The sun moves around. The shade moves away from my face. I wake in the sun - burning light. The dream retreats. The nightmare advances. I mount the hot saddle and free wheel down the track. The temperature drops. Grey clouds appear on the horizon. The clouds travel nearer. Wind comes from nowhere. The clouds arrive, now darker and thicker. Rain switches on, large thundery drops. It is cold, it is wet, Wind whips at my summer club top. I pedal faster to create warmth. The rain roars and hammers the ground. White rivulets form in the chalk ruts, turn to milk, race me down the track, looking for but not finding, a drain. It is a cross wind. I don’t know why. I am happy. It pushes me sideways. I keep on the bike, just. I follow the furrows. The tyres plough through the rivulets, competing to speed to the lower ground. The squall passes. Rain stops. Sun emerges from the clouds. A miraculous rainbow forms. I pedal faster, try to get to the illusory pot of gold. It moves away from me. the rainbow fades. Nothing lasts.

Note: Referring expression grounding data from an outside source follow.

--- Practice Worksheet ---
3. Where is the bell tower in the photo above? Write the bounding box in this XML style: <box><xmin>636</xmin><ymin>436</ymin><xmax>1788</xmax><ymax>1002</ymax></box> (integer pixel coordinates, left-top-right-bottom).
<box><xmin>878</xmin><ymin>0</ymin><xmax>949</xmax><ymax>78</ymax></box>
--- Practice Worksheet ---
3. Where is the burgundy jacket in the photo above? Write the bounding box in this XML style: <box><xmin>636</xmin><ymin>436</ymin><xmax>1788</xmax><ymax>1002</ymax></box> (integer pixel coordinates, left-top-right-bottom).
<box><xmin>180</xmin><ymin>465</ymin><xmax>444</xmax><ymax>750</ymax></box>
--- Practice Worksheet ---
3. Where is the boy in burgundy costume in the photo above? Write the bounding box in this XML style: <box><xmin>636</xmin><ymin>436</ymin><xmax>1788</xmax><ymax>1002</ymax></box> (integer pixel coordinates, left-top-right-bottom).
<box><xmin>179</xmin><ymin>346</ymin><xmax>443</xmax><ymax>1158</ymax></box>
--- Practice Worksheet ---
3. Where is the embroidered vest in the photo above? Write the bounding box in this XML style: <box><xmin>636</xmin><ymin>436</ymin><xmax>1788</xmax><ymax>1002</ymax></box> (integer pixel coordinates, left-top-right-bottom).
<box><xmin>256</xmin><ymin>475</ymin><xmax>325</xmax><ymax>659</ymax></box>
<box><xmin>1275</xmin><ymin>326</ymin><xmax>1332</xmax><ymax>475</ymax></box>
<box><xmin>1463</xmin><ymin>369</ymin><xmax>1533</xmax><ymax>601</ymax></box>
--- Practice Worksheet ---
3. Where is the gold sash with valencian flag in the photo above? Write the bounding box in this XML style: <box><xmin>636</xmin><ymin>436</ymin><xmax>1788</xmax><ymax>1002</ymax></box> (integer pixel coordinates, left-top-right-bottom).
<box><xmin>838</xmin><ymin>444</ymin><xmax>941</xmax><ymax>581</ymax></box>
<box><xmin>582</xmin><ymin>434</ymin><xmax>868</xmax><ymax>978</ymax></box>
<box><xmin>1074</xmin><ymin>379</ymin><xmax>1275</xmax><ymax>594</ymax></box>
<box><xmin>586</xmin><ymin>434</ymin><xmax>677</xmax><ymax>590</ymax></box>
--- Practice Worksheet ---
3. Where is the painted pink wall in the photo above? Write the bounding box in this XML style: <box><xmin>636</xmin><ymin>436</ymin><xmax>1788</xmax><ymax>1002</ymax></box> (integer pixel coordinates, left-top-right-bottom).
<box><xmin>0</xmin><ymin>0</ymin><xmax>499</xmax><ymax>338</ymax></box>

The rivulets chuckle and gurgle, not knowing that their life is nearly over. Twigs and leaves debris dam the bends. Clouded, milky water rushes down the straights. The ruts deepen, washed out to small river beds. The track flattens, the ruts fill with watery chalky mush. The green centre of the track changes to tarmac. A tee junction ahead, no coffee here. The rivulets meet their nemesis, a black drain grid, hellespont on speed as they rush to a certain death in the dark unknown depths below. I pedal faster, aiming for dryness and warmth. I start to steam. The tyres sing on the tarmac. A spray of droplets from the rear tyre form a wet line up my back. This is cycling. This is how it should be. I sing back to the tyres in happy harmony.
I look up to the side of the road, houses, shops and pubs appear - each side. I am entering a town. No reception committee. Where am I? What is the name of this town. I know I am in South East England because of the chalk downs, vernacular buildings of flint, lopped ends and tile hung fronts. All towns have a name. If a town had no name, no one would know of it because no one could refer to it. I see a church, built of red stone - is this possible? It is but parish churches are always built of local stone. Only cathedrals could afford to import stone because they had more tithes ground from the poor. I stop. I prop the bike against a gravestone to ‘tuts’ from purple and lavender clad ladies with large-brimmed hats who chat in the sunlit graveyard. Who will object to my bike? They are too late. I walk up to the war memorial. Names written in cyrillic script in columns down the five faces. Five fold symmetry, must be crinoidal. Why cyrillic? I go in the church. I pick up a hymnal, It is English, I recognise some of the words. I put it down. I walk out through the heavy door to the sunny graveyard. The lavender ladies have dispersed but my bike is still there. The gravestone has gone. Other gravestones have english names, Henry Edwards, George Kent… The church is now vernacular, flints and bricks. The war memorial has four sides, english names in english script. I look at the notice in the church porch, St Ethelburgh’s dates and times of services. The town has a name, Tenterton. I don’t know it.

I wake and stretch. My legs ache from all that pedalling. I dress. My cycle top is still sweaty, with a muddy line up the back.